Rule based search¶
Overview¶
Camphr provides some rule based matching pipelines: PatternSearcher
and RegexRuler
, and MultipleRegexRuler
.
These pipelines are character-based, which means that they are more robust but could be more susceptible to false positives than token-based spaCy pipelines
Matcher and PhraseMatcher .
Usage: RegexRuler¶
Create a pipe
>>> import spacy >>> from camphr.pipelines import RegexRuler >>> nlp = spacy.blank("en") >>> pattern = r"[\d-]+" >>> pipe = RegexRuler(pattern, label="PHONE_NUMBER") >>> nlp.add_pipe(pipe)
Parse a text
>>> text = "My phone number is 012-2345-6666" >>> doc = nlp(text) >>> print(doc.ents) (012-2345-6666,) >>> print(doc.ents[0].label_) PHONE_NUMBER
Usage: MultipleRegexRuler¶
You can use multiple patterns with MultipleRegexRuler
Create a pipe
>>> import spacy >>> from camphr.pipelines import MultipleRegexRuler >>> nlp = spacy.blank("en") >>> patterns = {"PHONE_NUMBER": r"[\d-]+", "EMAIL": "[\w.]+@[\w.]+"} >>> pipe = MultipleRegexRuler(patterns) >>> nlp.add_pipe(pipe)
Parse a text
>>> text = "Phone: 012-2345-6666, email: bob@foomail.com" >>> doc = nlp(text) >>> print(doc.ents) (012-2345-6666, bob@foomail.com) >>> print([e.label_ for e in doc.ents]) ['PHONE_NUMBER', 'EMAIL']
Usage: PatternSearcher¶
PatternSearcher
is useful when you want to look up words based on a large dictionary, thanks to pyahocorasick .

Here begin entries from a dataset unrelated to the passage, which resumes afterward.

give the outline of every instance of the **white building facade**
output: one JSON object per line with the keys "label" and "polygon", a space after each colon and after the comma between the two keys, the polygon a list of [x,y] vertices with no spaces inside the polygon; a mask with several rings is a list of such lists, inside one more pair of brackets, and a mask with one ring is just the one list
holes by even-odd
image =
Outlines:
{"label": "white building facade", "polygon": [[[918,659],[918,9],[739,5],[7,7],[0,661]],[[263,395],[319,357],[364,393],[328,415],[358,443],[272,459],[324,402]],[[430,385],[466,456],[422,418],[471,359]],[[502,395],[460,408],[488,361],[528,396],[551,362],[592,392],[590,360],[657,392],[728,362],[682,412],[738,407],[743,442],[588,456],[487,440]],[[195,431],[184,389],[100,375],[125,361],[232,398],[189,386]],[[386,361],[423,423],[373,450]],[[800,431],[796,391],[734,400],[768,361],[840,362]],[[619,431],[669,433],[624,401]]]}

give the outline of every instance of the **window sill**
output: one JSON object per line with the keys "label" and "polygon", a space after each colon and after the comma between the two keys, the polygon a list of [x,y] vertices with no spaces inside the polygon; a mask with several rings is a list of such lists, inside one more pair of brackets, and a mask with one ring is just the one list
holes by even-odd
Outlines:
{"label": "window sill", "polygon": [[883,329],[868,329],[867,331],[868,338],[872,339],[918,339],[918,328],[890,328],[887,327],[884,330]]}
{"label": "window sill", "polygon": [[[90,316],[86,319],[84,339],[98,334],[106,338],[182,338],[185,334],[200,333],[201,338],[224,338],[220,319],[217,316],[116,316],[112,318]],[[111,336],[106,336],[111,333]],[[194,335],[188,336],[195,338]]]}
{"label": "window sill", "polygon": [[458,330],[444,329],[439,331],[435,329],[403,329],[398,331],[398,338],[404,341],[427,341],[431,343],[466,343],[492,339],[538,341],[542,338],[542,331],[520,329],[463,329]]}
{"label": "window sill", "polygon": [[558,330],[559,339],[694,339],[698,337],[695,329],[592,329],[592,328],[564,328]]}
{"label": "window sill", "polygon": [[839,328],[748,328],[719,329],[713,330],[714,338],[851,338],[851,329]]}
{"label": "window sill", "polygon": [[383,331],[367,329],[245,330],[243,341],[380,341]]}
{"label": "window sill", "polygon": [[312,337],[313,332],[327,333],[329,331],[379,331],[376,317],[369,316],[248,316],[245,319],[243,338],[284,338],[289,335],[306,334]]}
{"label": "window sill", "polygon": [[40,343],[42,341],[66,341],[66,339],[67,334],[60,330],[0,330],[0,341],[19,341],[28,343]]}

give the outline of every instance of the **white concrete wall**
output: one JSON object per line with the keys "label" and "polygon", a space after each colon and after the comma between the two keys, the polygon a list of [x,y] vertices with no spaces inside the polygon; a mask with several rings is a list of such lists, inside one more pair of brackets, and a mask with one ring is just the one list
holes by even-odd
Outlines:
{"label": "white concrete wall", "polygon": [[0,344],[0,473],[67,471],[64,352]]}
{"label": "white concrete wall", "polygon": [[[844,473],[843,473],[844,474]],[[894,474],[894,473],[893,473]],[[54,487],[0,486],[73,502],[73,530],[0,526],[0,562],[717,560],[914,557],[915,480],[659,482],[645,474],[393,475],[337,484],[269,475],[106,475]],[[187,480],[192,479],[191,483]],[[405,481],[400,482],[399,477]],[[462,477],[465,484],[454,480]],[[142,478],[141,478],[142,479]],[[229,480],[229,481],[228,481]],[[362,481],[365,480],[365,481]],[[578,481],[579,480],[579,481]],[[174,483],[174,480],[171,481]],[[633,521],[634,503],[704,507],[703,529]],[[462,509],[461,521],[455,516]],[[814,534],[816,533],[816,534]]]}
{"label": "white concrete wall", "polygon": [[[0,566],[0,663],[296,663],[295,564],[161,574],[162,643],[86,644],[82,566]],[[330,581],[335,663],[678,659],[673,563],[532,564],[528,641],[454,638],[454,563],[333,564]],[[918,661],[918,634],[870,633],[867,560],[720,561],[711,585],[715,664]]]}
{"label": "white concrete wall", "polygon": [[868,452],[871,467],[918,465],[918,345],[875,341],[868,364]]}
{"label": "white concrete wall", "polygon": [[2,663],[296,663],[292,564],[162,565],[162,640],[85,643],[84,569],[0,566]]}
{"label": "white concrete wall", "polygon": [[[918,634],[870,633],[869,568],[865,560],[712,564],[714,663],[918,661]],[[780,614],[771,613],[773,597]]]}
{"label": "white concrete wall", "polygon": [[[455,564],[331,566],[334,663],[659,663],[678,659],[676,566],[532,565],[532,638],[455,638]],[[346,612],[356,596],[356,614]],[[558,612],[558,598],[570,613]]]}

This pipeline searches words based on characters, while spaCy provides a similar pipeline PhraseMatcher which is a token-based searcher.
Create a pipe
>>> import spacy >>> nlp = spacy.blank("en") >>> pipe = PatternSearcher.from_words(["text", "pattern searcher"]) # add words >>> nlp.add_pipe(pipe)
Parse a text
>>> text = "This is a test text for pattern searcher." >>> doc = nlp(text) >>> doc.ents (text, pattern searcher)